TT: What do you think is one of the biggest idols in the church today?
MD: Religious idolatry uses God for health, wealth, success, and the like. In this grotesque inversion of the gospel, God is used for our glory, as if not only are we supposed to worship ourselves, but God is also to be a worshiper of us. This kind of false gospel preaching is evident whenever Jesus is presented as the means by which an idolater can obtain his idol. Examples include Jesus being presented as the one who promises to make you rich, happy, healed, joyfully married, and parentally successful.
TT: What do you think will be the greatest crisis that will face the next generation of Christians?
MD: The trouble always begins with the erosion of confidence in the inerrancy, authority, sufficiency, and cross-cultural timelessness of Scripture. Once that dam is breached, there is no way to determine where the ensuing flood of error will surge. Still, for many younger people who comprise the next generation of Christianity, the early indicators are that we will see an ongoing increase of support for sex outside of marriage in all forms (gay, straight, and bisexual) as an acceptable Christian practice, with the endorsement of pastors who put cool before Christ. In the name of “love” and “community,” there is a trend away from preaching and practicing personal repentance of one’s own sin while only addressing institutional sin of others. This is what happens when we think too little of Scripture and too much of our own reason, which Martin Luther rightly called the Devil’s whore.
TT: What do you think is one of the greatest sins of many pastors today?
MD: Sexual sin is epidemic. I recently turned forty, and when I was growing up, the internet was not yet in existence. Today, the number one consumers of online pornography are boys ages twelve to seventeen. Young men enter into ministry with pasts that are filled with perversion. Many do not put that sin to death but continue in secret, shameful sin as pastors.
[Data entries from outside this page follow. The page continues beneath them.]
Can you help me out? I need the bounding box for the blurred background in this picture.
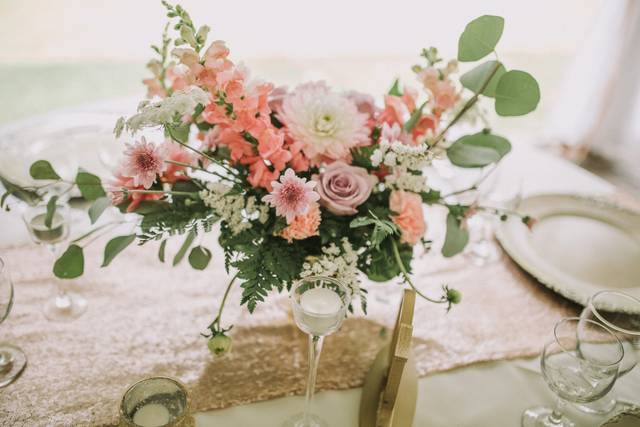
[0,0,640,191]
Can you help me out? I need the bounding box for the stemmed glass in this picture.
[0,258,27,387]
[283,276,351,427]
[577,291,640,414]
[522,317,624,427]
[22,201,87,321]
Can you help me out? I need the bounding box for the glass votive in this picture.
[120,377,195,427]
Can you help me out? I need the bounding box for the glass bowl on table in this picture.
[522,317,624,427]
[22,200,87,321]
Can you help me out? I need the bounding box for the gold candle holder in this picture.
[119,377,195,427]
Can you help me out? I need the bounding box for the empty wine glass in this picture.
[22,201,87,321]
[0,258,27,387]
[283,276,351,427]
[577,291,640,414]
[522,317,624,427]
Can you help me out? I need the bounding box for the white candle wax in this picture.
[300,288,342,314]
[133,403,171,427]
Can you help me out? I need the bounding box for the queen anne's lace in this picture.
[200,182,269,235]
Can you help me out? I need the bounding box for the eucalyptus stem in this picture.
[212,272,239,327]
[430,61,502,148]
[391,238,447,304]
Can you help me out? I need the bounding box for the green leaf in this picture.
[44,196,58,229]
[460,61,507,98]
[89,197,111,224]
[189,246,211,270]
[158,239,167,262]
[173,231,196,266]
[389,79,402,96]
[53,245,84,279]
[29,160,60,179]
[447,132,511,168]
[495,70,540,116]
[442,213,469,258]
[102,234,136,267]
[458,15,504,62]
[76,169,107,201]
[404,101,427,132]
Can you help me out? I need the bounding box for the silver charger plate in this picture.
[497,194,640,311]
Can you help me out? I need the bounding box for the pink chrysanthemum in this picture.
[122,137,167,188]
[262,168,320,224]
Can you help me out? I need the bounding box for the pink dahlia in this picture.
[262,168,320,224]
[122,137,167,188]
[278,82,369,163]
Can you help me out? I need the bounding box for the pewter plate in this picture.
[497,194,640,311]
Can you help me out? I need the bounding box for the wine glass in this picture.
[0,258,27,388]
[576,291,640,414]
[22,200,87,321]
[283,276,351,427]
[522,317,624,427]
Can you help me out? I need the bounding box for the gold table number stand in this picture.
[359,289,418,427]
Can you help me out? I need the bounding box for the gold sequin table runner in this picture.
[0,236,577,426]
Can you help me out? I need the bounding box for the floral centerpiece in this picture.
[3,2,540,352]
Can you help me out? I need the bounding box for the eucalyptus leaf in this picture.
[89,197,111,224]
[458,15,504,62]
[189,246,211,270]
[442,213,469,258]
[173,231,196,266]
[53,245,84,279]
[44,196,58,229]
[495,70,540,116]
[102,234,136,267]
[447,132,511,168]
[76,169,107,201]
[460,61,507,98]
[389,79,402,96]
[29,160,60,179]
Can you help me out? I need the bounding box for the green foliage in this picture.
[460,61,507,98]
[44,196,58,228]
[232,236,305,313]
[447,132,511,168]
[173,230,196,266]
[495,70,540,116]
[76,169,107,201]
[458,15,504,62]
[53,245,84,279]
[189,246,211,270]
[29,160,60,180]
[389,79,402,96]
[442,212,469,258]
[89,197,111,224]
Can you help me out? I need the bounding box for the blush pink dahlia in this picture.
[262,168,320,224]
[122,136,167,188]
[278,82,369,163]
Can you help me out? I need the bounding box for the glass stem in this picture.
[303,335,324,427]
[549,399,566,425]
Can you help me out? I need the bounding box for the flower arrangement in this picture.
[3,2,540,353]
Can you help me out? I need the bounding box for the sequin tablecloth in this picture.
[0,231,577,426]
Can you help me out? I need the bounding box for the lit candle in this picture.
[300,288,342,314]
[133,403,171,427]
[296,288,344,336]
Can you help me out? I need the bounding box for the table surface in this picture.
[0,104,640,427]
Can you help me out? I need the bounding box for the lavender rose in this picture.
[313,161,375,215]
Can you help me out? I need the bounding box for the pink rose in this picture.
[313,160,375,215]
[389,190,427,245]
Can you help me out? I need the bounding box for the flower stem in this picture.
[430,61,502,148]
[391,238,447,304]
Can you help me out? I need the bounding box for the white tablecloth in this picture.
[0,104,640,427]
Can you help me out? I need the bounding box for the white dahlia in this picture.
[278,82,369,162]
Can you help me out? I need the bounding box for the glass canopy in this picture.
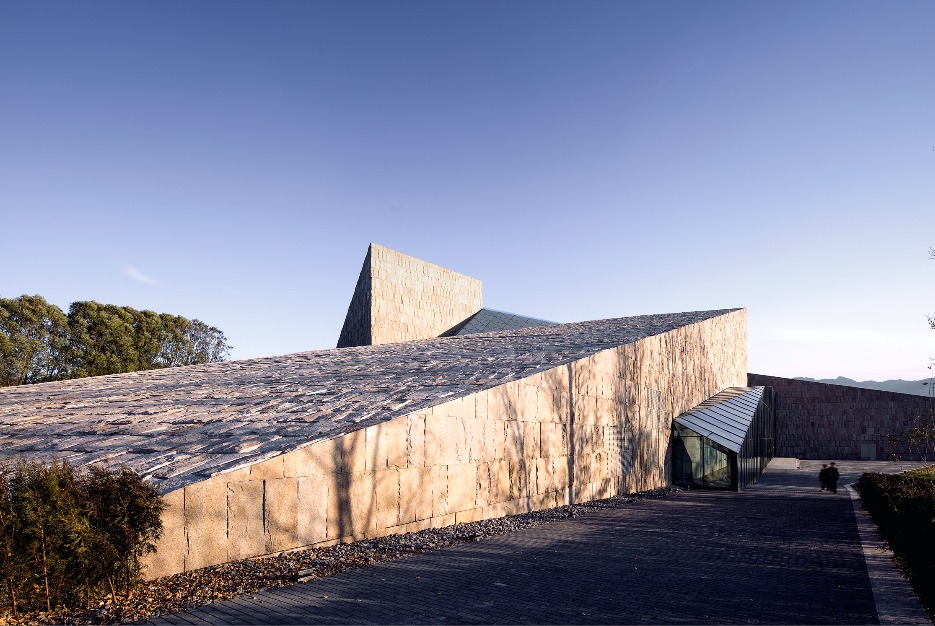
[672,387,776,491]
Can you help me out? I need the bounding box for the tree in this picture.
[0,296,231,386]
[0,295,68,386]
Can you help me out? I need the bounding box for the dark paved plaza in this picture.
[150,456,928,624]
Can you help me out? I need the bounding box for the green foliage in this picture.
[884,409,935,461]
[0,295,230,386]
[857,468,935,617]
[0,296,68,386]
[0,460,165,617]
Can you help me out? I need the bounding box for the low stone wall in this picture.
[747,374,933,461]
[147,310,746,577]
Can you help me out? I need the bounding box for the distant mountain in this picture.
[795,376,930,396]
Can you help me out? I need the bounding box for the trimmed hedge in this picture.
[857,468,935,618]
[0,459,165,618]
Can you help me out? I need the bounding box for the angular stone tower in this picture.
[337,243,482,348]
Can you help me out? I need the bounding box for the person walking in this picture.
[826,463,841,493]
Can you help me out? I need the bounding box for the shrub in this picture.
[857,468,935,616]
[0,459,165,617]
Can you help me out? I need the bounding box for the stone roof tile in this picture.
[0,310,729,492]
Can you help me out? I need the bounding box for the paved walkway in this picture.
[150,462,929,624]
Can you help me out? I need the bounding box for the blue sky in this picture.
[0,0,935,379]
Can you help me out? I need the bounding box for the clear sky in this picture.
[0,0,935,380]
TT: What encourages you most about what you see in many pastors today?
MD: I work largely with younger pastors and am encouraged by four things:
- There is a resurgence of interest in biblically saturated, Christ-exalting, gospel-centered, big-God theology.
- There is a commitment to moving into major urban cities that have been without a strong gospel presence for generations in order to begin to work upstream where culture is created with the mindset of a missionary.
- There is an explosion of interest in church planting.
- There is a clumping of pastors from different denominations into networks for the sake of accomplishing more fruitful ministry together that also helps to lessen unnecessary criticizing and unholy competition among churches.
MD: Currently, I am one year into a two-and-a-half-year series preaching verse by verse through the entire book of Luke, with sermons that last over an hour each. By God’s grace, in the past year we saw the church grow by about two thousand people and crest at eighteen thousand on Easter Sunday. On Easter alone, we baptized nearly seven hundred people at Qwest Field in what used to be one of the nation’s least churched cities by reaching mainly twenty-something singles, especially men, who are statistically the least likely to attend church. We are seeing significant conversion and life change. I feel like a kite in the hurricane of God’s grace.
TT: What do you most cherish about your wife as it relates to your ministry?
MD: Grace and I met at the age of seventeen before I was a Christian. She was a pastor’s daughter and my first Christian friend. I got saved reading the nice leather-bound Bible she gave me. Over twenty-two years later, I find myself more intrigued by, in love with, and satisfied by her than ever. Grace helps me, but she does not enable me. In recent years she has made taking care of her husband and five children her ministry priority, and that has been a priceless blessing.